One Date Could Permanently Brick Your iPhone

10:18 AM

There's an ad-like meme going around, created to look like it's from Apple, telling people that if they set the date on their iPhone to 1/1/1970 and then power-off/power-back-on the iPhone, then it will present with an Easter Egg...a theme that mimics the classic Macintosh look.

iPhone users hoping to travel back in time by setting their clock back to January 1, 1970 are instead rendering their smart devices into fancy paperweights.

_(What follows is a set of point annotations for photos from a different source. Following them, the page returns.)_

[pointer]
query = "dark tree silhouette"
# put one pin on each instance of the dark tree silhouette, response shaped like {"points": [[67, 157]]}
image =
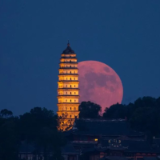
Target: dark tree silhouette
{"points": [[89, 110]]}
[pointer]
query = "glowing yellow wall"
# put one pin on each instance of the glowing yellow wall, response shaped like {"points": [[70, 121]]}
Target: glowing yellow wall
{"points": [[68, 91]]}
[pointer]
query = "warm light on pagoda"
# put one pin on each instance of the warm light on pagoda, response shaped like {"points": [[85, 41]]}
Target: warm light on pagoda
{"points": [[68, 90]]}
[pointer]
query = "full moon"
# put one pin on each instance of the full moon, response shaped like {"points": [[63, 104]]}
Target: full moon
{"points": [[99, 83]]}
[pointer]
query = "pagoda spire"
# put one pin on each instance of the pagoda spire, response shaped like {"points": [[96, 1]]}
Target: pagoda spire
{"points": [[68, 44]]}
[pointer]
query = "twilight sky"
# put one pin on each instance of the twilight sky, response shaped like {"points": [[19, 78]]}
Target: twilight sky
{"points": [[33, 33]]}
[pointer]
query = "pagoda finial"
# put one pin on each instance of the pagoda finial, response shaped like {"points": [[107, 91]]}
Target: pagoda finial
{"points": [[68, 43]]}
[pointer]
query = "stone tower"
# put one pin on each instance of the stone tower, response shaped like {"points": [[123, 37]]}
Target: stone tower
{"points": [[68, 90]]}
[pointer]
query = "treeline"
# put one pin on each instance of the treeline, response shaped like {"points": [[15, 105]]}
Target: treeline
{"points": [[143, 115], [37, 128]]}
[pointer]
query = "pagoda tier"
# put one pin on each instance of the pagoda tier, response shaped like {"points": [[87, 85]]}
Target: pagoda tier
{"points": [[68, 90]]}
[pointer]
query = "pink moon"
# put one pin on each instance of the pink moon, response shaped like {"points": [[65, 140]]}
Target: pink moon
{"points": [[99, 83]]}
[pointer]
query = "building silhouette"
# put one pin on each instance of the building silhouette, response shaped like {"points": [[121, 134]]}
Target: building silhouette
{"points": [[68, 90]]}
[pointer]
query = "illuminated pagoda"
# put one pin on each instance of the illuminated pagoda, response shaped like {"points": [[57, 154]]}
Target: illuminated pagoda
{"points": [[68, 90]]}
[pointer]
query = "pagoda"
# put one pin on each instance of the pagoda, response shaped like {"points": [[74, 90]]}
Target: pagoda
{"points": [[68, 90]]}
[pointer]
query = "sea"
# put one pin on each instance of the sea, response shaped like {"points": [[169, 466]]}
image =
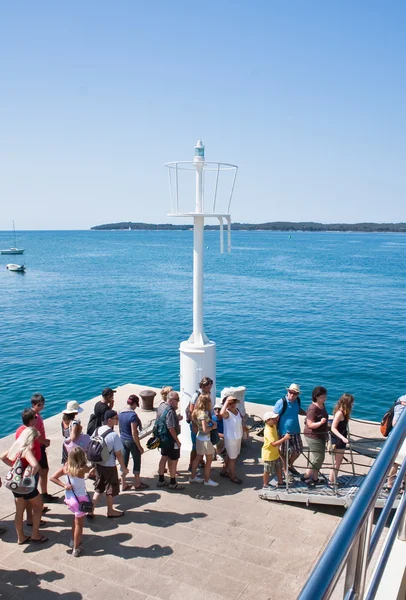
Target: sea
{"points": [[106, 308]]}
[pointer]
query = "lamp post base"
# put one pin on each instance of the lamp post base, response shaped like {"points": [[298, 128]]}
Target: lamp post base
{"points": [[196, 361]]}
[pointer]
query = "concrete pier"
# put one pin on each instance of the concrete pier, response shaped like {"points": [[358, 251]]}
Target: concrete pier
{"points": [[201, 543]]}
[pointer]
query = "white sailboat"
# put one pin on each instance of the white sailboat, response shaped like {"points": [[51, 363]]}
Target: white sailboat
{"points": [[14, 249], [16, 268]]}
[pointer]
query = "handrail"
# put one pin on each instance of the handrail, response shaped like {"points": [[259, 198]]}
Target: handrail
{"points": [[350, 544]]}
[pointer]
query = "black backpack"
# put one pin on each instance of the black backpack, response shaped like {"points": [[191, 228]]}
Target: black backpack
{"points": [[387, 421], [160, 429], [285, 405], [96, 419], [97, 451]]}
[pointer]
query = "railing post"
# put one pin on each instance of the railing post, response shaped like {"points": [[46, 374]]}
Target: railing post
{"points": [[358, 562]]}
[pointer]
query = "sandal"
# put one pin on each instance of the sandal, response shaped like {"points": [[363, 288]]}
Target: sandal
{"points": [[176, 486], [142, 486], [26, 541], [236, 480]]}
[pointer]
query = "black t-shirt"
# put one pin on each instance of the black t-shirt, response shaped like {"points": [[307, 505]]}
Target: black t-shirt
{"points": [[97, 418], [315, 414]]}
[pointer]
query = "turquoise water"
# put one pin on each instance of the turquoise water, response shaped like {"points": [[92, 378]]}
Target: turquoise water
{"points": [[98, 309]]}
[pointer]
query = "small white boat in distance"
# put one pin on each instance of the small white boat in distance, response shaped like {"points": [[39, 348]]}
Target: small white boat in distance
{"points": [[14, 249], [16, 268]]}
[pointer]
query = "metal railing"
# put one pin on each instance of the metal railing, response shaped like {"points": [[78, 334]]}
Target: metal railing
{"points": [[353, 543]]}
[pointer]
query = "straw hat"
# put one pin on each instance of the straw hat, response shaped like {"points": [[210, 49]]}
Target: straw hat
{"points": [[270, 415], [72, 408]]}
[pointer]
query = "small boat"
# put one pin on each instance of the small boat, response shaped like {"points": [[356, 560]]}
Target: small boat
{"points": [[14, 249], [16, 268]]}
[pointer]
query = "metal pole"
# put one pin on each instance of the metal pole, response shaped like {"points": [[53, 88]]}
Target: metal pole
{"points": [[350, 447], [198, 250], [228, 234], [221, 235], [334, 470]]}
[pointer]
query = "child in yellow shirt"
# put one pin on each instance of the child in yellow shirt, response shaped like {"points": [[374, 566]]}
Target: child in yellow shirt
{"points": [[270, 452]]}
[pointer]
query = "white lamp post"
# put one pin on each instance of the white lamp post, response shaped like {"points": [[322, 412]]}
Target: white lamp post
{"points": [[198, 353]]}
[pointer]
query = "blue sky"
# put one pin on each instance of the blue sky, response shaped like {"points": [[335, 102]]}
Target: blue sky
{"points": [[308, 98]]}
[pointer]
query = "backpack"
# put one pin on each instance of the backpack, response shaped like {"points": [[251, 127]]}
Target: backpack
{"points": [[285, 407], [387, 419], [96, 418], [188, 412], [97, 450], [19, 479], [160, 430]]}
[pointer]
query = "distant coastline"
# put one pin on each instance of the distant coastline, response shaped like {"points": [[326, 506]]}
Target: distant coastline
{"points": [[272, 226]]}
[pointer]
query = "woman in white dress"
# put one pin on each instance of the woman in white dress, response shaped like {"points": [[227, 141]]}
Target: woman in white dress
{"points": [[233, 432]]}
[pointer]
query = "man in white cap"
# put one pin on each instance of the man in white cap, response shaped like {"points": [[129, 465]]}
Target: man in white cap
{"points": [[288, 409]]}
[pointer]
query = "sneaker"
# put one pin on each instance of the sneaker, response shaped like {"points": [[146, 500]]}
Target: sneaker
{"points": [[48, 499], [294, 471], [211, 483]]}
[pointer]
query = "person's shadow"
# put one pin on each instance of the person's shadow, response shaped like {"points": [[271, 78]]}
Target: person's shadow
{"points": [[29, 582], [112, 545]]}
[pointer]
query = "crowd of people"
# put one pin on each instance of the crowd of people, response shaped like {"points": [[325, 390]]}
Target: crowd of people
{"points": [[217, 431], [283, 439]]}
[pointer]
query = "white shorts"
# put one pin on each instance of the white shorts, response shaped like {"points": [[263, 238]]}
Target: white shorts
{"points": [[233, 447]]}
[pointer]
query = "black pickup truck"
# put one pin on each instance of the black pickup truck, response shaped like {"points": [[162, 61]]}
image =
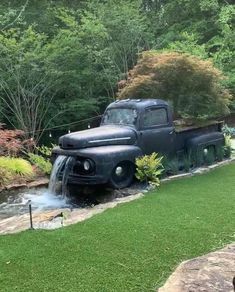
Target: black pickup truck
{"points": [[129, 129]]}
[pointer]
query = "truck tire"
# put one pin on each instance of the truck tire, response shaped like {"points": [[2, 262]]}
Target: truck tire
{"points": [[209, 155], [122, 175]]}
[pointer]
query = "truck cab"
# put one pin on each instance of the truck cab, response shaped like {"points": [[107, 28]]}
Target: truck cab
{"points": [[129, 129]]}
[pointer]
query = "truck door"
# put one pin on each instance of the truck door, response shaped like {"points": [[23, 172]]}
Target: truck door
{"points": [[157, 133]]}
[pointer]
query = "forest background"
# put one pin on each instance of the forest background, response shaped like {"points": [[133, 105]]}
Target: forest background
{"points": [[61, 61]]}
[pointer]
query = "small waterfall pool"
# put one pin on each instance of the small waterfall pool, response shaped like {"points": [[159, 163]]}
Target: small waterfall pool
{"points": [[16, 202], [57, 196]]}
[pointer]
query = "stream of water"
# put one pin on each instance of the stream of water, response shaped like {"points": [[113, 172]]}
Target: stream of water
{"points": [[55, 197]]}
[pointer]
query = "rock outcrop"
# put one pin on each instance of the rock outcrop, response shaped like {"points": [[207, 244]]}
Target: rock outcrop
{"points": [[213, 272]]}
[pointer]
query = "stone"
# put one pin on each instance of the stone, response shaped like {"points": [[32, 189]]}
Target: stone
{"points": [[209, 273]]}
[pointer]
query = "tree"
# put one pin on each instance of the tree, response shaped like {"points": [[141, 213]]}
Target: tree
{"points": [[192, 85]]}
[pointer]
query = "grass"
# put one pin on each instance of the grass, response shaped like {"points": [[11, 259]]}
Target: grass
{"points": [[133, 247]]}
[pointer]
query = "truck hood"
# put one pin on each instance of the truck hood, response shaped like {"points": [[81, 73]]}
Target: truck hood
{"points": [[101, 136]]}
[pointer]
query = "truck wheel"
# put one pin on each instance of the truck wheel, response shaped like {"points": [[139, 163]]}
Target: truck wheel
{"points": [[122, 175], [209, 155]]}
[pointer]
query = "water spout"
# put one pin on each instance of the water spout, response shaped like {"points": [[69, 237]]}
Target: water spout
{"points": [[66, 171], [54, 178]]}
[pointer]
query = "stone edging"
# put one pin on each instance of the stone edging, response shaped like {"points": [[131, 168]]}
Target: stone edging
{"points": [[34, 184], [200, 170]]}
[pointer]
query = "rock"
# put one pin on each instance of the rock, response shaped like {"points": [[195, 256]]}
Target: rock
{"points": [[209, 273]]}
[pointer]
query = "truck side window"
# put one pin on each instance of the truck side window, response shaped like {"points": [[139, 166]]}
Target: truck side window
{"points": [[155, 117]]}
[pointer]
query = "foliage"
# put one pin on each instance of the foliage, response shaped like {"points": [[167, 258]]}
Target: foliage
{"points": [[228, 146], [13, 142], [5, 176], [150, 236], [219, 151], [191, 84], [69, 55], [187, 161], [16, 166], [149, 168], [228, 131]]}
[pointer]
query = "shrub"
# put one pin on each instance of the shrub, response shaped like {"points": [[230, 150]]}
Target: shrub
{"points": [[5, 176], [192, 85], [220, 152], [187, 162], [149, 168], [12, 142], [228, 146], [16, 166]]}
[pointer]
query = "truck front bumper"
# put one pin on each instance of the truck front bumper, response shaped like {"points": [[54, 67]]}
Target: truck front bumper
{"points": [[86, 180]]}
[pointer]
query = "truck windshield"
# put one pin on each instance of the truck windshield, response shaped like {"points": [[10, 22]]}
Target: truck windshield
{"points": [[120, 116]]}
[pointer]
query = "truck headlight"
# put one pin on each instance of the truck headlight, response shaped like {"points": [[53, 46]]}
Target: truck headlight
{"points": [[87, 165]]}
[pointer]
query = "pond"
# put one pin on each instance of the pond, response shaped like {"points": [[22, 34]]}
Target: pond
{"points": [[16, 202]]}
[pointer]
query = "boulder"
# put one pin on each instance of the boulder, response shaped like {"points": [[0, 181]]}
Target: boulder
{"points": [[209, 273]]}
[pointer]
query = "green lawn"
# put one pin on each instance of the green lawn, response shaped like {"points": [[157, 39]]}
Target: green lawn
{"points": [[133, 247]]}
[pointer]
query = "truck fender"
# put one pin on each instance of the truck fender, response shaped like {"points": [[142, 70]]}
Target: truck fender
{"points": [[211, 139], [129, 153]]}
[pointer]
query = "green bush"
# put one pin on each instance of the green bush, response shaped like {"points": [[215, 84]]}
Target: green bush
{"points": [[15, 166], [228, 146], [193, 86], [220, 152], [5, 176], [149, 168]]}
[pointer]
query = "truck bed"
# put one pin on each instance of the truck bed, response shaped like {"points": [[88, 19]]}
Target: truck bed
{"points": [[188, 132]]}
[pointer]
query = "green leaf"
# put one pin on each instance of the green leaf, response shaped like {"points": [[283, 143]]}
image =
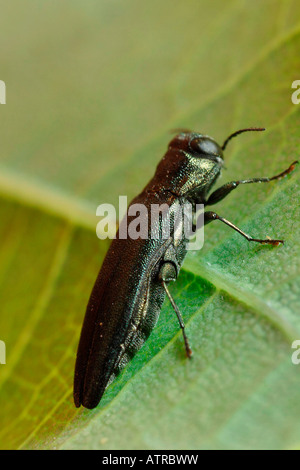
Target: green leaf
{"points": [[92, 90]]}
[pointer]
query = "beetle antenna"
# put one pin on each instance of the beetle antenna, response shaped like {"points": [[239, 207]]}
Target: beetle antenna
{"points": [[240, 132]]}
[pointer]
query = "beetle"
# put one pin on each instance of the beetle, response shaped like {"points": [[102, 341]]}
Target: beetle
{"points": [[131, 286]]}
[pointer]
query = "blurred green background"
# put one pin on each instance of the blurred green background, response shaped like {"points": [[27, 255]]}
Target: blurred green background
{"points": [[93, 88]]}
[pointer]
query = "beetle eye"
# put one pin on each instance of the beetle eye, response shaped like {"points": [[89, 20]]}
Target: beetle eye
{"points": [[205, 146]]}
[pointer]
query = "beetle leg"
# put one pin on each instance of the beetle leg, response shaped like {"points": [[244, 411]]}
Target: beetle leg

Tech website 9to5mac posted a video demonstrating the date bug, which appears to only affect Apple devices with 64-bit processors - meaning iPhone 5S, iPad Air, iPad Mini 2 and the sixth-generation iPod Touch, or newer models of those devices. O.K., let's say your iPhone or iPad is bricked because you changed the date back. If you turn your date and time settings to manual (please don't do this), and scroll the calendar back as far as you can go (seriously, don't do this), you can only go as far back as January 1, 1970.

Unix, and a bunch of Unix-based software (like Apple operating systems!), express time in terms of the number of seconds that have passed since 1/1/70. Many gadgets, including the iPhone, use Unix time as the basis for their clocks. Well, the reason given is if your time zone isn't GMT, your iPhone might interpret a time before January 1, 1970 or in other words, before zero.

Fast forward to 2015 and we've seen the same images again, spreading just this week through Facebook, Twitter, and the like.

Meanwhile, just stay in the present.

A new iPhone bug has popped up that will make the device unusable.